Die Übertragung einer Arztpraxis erfolgt durch Abschluss eines Kaufvertrages. Es ist Ihre Aufgabe, die Vertragsverhandlungen mit dem übernahmewilligen Kollegen zu führen. Dabei können Sie auch so verfahren, dass Sie nur Ihre kassenärztliche Praxis veräußern, während Sie Ihre Privatpraxis beibehalten, um danach mit dem Erwerber in Ihren bisherigen Praxisraum zu kooperieren. Vorab empfiehlt sich, ein Inventarverzeichnis zu erstellen, das dem Kaufvertrag als Anlage beizufügen ist.
Praxistipp
Vergessen Sie nicht den Datenschutz bei Übergabe der Patientenkartei. Die Übergabe Ihrer Patientenkartei ist nicht mehr durch die mutmaßliche Einwilligung Ihrer Patienten gedeckt. Bevor Sie Ihre Patientenunterlagen an den Kollegen weitergeben, müssen Sie also die Zustimmung Ihrer Patienten in eindeutiger und unmissverständlicher Weise einholen. Andernfalls riskieren Sie den Verstoß gegen das informelle Selbstbestimmungsrecht der Patienten. Ein Mittelweg besteht darin, dass sich der Erwerber verpflichtet, Ihre Altkartei separat von seiner Neukartei der Patienten zu verwahren. Er darf dann in die Altkartei nur Einblick nehmen, nachdem der Patient seine Zustimmung ausdrücklich oder schlüssig erklärt hat.
Wichtig ist, dass Sie den Praxiskaufvertrag stets unter der Bedingung abschließen, dass der Erwerber auch tatsächlich zur vertragsärztlichen Versorgung zugelassen wird. Haben Sie die Praxisräume angemietet, empfiehlt sich die Aufnahme einer Bedingung auch insoweit, als der Vermieter im Zeitpunkt des Vertragsabschlusses der Übernahme des Mietvertrages durch den Nachfolger vielleicht noch nicht zugestimmt hat.

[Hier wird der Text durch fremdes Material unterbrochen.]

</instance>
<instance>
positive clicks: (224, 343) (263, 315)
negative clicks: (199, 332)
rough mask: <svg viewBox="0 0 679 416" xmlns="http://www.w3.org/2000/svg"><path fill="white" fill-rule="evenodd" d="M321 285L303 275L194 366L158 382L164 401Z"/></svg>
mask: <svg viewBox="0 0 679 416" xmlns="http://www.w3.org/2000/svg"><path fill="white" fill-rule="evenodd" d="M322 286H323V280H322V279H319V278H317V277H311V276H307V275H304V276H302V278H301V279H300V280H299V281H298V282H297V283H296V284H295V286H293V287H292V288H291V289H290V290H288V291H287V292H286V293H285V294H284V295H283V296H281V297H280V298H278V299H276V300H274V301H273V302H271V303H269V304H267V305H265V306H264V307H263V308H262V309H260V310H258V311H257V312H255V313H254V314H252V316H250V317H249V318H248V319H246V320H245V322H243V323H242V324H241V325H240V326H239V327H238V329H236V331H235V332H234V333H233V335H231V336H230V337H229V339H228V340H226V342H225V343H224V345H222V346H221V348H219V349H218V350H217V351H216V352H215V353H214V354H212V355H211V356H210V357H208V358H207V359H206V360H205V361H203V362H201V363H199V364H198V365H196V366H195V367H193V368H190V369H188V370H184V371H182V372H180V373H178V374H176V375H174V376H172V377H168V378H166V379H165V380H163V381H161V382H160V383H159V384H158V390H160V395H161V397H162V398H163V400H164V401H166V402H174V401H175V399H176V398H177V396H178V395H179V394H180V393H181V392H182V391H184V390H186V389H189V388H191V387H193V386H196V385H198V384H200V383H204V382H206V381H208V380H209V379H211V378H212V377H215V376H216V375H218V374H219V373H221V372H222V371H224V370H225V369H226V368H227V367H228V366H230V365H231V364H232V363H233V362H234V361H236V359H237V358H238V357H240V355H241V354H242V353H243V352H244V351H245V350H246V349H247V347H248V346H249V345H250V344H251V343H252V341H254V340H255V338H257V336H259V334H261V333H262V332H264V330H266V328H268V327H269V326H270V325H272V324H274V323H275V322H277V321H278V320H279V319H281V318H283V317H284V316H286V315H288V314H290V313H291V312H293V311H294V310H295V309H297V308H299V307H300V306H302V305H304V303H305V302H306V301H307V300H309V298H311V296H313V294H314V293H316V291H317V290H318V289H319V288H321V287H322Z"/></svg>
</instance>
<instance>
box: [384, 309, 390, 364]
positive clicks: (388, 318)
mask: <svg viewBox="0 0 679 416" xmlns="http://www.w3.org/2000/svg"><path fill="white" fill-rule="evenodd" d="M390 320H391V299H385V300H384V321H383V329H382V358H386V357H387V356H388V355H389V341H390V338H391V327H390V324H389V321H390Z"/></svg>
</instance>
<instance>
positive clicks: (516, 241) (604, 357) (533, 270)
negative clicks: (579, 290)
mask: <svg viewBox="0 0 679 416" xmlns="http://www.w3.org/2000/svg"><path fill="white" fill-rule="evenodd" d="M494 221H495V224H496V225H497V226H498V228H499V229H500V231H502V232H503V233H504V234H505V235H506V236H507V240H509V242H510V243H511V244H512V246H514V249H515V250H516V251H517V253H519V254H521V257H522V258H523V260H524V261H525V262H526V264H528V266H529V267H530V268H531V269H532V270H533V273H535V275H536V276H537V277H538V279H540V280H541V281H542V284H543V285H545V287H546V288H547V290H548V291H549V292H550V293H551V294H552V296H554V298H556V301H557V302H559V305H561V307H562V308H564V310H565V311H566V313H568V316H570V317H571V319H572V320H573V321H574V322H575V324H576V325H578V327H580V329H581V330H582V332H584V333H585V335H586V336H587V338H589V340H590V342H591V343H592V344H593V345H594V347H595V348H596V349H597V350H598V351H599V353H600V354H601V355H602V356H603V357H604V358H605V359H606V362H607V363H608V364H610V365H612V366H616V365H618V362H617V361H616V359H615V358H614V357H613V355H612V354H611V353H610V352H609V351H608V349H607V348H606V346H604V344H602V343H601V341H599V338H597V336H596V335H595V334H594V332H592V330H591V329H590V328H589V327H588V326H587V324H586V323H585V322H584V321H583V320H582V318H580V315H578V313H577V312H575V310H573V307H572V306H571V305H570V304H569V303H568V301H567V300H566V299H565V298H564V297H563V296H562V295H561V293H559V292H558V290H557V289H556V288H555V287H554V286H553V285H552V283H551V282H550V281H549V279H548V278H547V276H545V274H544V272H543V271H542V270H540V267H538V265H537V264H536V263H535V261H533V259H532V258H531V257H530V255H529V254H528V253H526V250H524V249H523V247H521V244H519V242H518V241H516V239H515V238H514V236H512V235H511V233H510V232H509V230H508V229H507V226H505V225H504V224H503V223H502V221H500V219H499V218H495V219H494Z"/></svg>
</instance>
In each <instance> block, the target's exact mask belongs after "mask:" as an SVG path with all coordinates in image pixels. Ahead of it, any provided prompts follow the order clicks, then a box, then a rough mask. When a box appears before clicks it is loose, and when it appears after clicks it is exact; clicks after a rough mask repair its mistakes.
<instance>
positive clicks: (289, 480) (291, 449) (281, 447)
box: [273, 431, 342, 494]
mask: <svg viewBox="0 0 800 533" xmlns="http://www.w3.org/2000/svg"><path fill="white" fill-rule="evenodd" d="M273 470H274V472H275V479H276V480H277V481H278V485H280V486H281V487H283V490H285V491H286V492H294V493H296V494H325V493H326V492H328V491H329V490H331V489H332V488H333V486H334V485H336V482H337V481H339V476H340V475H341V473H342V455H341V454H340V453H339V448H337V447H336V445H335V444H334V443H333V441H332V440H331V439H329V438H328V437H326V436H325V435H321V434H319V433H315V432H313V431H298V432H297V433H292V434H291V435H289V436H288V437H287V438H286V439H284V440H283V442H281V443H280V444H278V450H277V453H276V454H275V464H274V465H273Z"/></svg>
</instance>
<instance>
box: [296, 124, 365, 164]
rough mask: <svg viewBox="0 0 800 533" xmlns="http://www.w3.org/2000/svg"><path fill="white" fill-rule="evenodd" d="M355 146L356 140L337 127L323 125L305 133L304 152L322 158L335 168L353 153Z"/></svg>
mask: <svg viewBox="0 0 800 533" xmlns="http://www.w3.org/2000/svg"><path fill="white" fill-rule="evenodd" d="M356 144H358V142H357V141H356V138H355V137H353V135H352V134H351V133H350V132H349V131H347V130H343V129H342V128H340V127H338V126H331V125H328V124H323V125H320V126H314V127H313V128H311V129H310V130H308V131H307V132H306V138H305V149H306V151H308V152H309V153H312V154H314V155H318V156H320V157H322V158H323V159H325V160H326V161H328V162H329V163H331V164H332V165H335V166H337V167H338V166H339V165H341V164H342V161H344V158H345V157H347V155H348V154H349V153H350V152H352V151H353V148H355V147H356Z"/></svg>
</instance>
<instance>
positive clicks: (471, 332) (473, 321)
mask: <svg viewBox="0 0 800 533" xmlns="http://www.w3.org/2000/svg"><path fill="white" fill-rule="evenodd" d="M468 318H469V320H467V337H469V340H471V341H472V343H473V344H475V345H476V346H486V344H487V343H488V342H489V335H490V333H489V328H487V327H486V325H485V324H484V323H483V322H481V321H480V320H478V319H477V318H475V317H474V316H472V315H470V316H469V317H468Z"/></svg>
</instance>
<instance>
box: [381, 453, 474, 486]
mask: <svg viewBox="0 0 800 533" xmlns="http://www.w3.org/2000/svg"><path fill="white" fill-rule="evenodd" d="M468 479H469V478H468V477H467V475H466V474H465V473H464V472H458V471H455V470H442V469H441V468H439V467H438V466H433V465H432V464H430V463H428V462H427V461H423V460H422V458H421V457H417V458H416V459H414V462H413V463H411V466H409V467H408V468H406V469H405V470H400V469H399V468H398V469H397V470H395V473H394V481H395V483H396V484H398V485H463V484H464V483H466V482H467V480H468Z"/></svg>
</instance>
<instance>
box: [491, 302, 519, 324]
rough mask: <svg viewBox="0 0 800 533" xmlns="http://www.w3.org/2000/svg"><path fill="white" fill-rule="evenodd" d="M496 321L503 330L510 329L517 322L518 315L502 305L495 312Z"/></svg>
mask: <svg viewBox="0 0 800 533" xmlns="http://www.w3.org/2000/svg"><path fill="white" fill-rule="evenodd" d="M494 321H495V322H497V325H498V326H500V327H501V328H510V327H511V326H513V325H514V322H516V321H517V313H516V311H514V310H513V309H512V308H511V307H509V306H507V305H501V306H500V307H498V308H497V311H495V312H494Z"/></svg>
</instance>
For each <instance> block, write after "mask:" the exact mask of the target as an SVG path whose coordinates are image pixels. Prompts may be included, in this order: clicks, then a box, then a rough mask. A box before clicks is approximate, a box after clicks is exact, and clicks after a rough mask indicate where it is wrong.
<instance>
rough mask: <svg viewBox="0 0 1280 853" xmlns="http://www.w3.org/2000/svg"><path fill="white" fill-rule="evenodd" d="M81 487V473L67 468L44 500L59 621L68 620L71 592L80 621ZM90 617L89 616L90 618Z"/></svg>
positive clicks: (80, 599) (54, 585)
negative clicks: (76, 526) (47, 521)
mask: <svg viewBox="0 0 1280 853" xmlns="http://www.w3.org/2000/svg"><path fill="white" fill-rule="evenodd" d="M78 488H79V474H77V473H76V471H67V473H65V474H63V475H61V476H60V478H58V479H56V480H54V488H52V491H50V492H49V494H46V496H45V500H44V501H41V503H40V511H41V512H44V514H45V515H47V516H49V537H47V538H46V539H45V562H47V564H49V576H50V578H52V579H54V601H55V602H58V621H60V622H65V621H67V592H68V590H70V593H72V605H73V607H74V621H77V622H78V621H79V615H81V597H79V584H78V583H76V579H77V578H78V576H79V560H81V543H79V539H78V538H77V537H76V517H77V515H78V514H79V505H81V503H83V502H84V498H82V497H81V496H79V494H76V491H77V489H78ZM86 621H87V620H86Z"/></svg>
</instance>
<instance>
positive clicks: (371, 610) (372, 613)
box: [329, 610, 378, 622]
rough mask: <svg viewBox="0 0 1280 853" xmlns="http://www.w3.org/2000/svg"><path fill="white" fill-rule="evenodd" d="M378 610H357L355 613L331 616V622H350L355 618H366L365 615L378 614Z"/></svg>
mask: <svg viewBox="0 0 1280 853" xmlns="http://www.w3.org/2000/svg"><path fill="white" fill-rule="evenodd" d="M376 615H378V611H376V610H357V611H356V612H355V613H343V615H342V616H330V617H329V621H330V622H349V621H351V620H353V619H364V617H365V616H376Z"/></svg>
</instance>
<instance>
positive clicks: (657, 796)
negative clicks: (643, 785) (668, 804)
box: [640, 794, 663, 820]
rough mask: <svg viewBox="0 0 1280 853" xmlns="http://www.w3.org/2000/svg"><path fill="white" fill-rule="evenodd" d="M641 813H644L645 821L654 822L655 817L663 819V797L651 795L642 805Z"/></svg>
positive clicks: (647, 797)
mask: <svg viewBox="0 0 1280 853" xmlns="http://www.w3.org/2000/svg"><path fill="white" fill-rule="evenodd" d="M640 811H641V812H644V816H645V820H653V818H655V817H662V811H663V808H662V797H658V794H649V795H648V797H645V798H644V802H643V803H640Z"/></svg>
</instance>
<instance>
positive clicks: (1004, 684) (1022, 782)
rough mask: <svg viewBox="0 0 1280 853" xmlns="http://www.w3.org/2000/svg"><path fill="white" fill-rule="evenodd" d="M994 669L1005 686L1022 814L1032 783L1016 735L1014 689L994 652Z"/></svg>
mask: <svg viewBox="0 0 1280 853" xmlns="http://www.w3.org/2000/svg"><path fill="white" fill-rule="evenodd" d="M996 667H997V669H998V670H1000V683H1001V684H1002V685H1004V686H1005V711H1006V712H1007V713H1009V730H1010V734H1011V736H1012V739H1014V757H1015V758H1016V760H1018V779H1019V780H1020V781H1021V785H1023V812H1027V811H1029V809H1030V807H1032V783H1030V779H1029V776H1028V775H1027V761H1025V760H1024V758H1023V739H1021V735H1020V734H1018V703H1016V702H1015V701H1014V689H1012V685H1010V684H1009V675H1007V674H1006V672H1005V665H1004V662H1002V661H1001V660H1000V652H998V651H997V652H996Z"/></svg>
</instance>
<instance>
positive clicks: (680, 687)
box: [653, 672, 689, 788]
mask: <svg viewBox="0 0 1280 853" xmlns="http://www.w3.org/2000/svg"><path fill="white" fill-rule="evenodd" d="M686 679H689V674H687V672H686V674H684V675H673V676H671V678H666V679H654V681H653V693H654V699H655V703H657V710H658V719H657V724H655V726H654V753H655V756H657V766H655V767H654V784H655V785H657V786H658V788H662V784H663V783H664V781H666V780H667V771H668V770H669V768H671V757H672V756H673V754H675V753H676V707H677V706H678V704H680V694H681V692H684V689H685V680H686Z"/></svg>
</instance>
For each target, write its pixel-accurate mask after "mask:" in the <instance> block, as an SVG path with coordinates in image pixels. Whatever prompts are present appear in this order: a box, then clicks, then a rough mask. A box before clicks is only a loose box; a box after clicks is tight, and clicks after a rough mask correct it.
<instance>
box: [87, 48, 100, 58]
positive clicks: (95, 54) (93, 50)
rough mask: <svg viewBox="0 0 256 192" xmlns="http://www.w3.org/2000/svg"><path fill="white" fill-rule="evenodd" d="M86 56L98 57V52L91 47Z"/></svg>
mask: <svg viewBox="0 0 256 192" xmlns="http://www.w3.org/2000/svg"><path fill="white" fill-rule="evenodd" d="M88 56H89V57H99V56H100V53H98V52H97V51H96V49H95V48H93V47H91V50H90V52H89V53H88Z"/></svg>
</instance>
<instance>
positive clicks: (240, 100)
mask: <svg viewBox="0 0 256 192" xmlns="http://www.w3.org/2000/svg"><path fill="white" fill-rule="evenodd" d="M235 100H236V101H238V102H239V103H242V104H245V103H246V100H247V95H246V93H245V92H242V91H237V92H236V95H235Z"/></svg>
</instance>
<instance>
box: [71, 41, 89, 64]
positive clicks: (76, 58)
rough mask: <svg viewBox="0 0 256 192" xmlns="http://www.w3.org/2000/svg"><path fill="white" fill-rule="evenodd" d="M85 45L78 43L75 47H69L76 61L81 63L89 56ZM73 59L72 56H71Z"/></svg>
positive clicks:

Wie wird der Kaufpreis bemessen?
Der Kaufpreis kann nach unterschiedlichen Bewertungsmethoden bemessen werden. Neben den traditionellen Praktikermethoden wie der Bundesärztekammermethode kommen auch betriebswirtschaftliche Methoden wie die Ertragswertmethode zum Ansatz. Eine Option kann auch die Umsatz- und Gewinnmethode sein. Letztlich ergibt sich der Gesamtwert der Arztpraxis durch die Addition des Wertes der Praxissubstanz (Substanzwert) und dem ideellen Wert (Goodwill).
Alles in allem
Möchten Sie den Ruhestand ins Auge fassen, sollten Sie frühzeitig in die Nachfolgeplanung eintreten. Nur so gewährleisten Sie, dass Sie den möglichst idealen Nachfolger für Ihre Praxis finden und Ihre Bemühungen nicht in einer Sackgasse enden.